Ireland on the brink as budget crunch looms
Austerity threatens growth, but markets leave Dublin little choice
After promising a 15 billion euro ($20.7 billion) austerity package of spending cuts and tax hikes, Ireland’s government may be facing its last chance to avoid a bailout by persuading markets that the country can repay its debts.
Yields on government bonds have soared in recent days as investors increasingly fear that the only long-term option for Ireland will be a bailout from Europe. But sympathy for Brian Cowen’s Fianna Fail–led coalition is almost nonexistent among Dubliners, who see the government as the biggest villain in the collapse of the Irish economy…
Please read the whole article, but I’ll summarize it in just a few words: Ireland is damned if they do and damned if they don’t. If Ireland does nothing, it will be unable to repay its debts. In other words, it will default if it is not given a bailout. But the EU will not bail out Ireland if it does not reduce its deficit.
If Ireland chooses to reduce its deficit, which it is trying to do, it will require massive tax increases and/or huge cuts in spending. Either will result in massive protests and economic harm.

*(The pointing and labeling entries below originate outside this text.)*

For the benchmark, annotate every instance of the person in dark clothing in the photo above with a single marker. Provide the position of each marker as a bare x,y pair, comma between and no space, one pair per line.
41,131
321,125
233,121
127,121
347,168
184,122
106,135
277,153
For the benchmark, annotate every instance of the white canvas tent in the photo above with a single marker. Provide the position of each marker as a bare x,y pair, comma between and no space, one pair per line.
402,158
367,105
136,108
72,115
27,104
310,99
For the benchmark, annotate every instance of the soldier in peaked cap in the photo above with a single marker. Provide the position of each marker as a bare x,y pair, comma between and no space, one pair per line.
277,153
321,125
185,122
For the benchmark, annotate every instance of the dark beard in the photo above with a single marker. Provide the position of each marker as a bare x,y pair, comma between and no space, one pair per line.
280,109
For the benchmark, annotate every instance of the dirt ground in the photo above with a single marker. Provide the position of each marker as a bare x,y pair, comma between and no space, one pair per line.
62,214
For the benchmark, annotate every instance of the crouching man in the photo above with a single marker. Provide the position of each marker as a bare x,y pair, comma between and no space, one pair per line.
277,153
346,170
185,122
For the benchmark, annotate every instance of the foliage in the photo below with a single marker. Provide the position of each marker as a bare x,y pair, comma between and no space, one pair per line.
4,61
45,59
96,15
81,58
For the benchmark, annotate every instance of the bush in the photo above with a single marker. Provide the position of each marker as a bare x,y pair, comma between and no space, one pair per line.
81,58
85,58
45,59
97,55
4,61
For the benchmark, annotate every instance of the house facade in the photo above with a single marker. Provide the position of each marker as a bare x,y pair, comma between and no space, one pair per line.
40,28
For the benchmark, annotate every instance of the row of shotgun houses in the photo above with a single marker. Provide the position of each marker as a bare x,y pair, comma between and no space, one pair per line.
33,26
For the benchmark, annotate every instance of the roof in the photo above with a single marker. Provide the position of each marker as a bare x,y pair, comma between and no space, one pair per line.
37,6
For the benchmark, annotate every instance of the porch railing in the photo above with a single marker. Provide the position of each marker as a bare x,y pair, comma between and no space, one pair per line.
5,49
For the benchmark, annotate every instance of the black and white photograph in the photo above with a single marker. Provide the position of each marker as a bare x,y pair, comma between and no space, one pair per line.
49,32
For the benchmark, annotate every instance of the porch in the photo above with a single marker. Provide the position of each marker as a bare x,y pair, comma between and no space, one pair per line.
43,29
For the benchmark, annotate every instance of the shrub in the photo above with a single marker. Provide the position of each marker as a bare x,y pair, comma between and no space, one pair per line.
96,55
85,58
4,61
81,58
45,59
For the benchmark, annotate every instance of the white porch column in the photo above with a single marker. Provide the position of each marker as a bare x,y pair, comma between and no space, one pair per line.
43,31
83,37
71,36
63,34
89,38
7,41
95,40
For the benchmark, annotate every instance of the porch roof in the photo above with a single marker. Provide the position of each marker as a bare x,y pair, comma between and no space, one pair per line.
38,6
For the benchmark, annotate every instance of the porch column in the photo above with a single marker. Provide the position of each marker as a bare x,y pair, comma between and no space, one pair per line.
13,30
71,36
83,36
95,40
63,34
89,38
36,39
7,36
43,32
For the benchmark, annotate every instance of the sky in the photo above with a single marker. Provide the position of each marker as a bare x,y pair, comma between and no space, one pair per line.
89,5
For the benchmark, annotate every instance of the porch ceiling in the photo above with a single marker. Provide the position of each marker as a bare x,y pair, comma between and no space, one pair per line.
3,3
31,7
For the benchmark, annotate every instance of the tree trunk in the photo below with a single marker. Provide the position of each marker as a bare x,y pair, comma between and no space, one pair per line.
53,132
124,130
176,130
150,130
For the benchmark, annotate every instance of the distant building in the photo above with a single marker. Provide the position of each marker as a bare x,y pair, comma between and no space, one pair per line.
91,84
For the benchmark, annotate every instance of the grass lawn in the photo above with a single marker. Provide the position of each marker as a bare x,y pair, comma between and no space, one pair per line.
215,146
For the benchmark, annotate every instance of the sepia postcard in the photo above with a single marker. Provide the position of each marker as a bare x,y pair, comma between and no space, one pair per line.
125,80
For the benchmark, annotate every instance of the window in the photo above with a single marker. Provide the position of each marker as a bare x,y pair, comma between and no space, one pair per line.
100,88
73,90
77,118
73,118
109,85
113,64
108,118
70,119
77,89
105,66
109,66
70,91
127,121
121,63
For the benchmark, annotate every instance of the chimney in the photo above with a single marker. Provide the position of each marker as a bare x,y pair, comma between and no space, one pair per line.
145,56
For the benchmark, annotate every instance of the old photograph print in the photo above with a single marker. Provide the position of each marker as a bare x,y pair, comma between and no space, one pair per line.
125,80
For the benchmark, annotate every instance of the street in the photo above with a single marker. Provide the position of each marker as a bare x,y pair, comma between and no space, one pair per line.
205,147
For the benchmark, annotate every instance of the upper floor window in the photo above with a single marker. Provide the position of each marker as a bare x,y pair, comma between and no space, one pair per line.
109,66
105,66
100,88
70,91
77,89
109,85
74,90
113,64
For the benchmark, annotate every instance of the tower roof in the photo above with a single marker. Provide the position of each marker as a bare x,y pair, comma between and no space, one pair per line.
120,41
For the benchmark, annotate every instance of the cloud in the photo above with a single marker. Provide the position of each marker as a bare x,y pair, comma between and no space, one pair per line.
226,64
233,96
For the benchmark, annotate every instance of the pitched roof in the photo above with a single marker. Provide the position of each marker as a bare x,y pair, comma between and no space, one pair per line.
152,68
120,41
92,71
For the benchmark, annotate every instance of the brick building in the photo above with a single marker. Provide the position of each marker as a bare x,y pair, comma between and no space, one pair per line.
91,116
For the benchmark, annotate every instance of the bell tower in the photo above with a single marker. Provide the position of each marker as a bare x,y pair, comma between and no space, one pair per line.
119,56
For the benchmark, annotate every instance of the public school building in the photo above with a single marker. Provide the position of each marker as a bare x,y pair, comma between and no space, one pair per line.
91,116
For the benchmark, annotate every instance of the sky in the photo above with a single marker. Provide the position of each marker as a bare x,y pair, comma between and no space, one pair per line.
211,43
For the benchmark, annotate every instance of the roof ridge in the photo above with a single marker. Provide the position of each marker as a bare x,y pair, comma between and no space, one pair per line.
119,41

Western governments have been spending more than it could afford for nearly a century now. In the US, it started in 1913 with the emergence of the Federal Reserve and ratification of the income tax amendment. It got worse with the two world wars, Great Depression, and breaking from the gold standard. Now, countries like Ireland, Greece, Portugal, and Spain have only years, if not months, to get their houses in order. After 100 years of failure, we are now paying the price.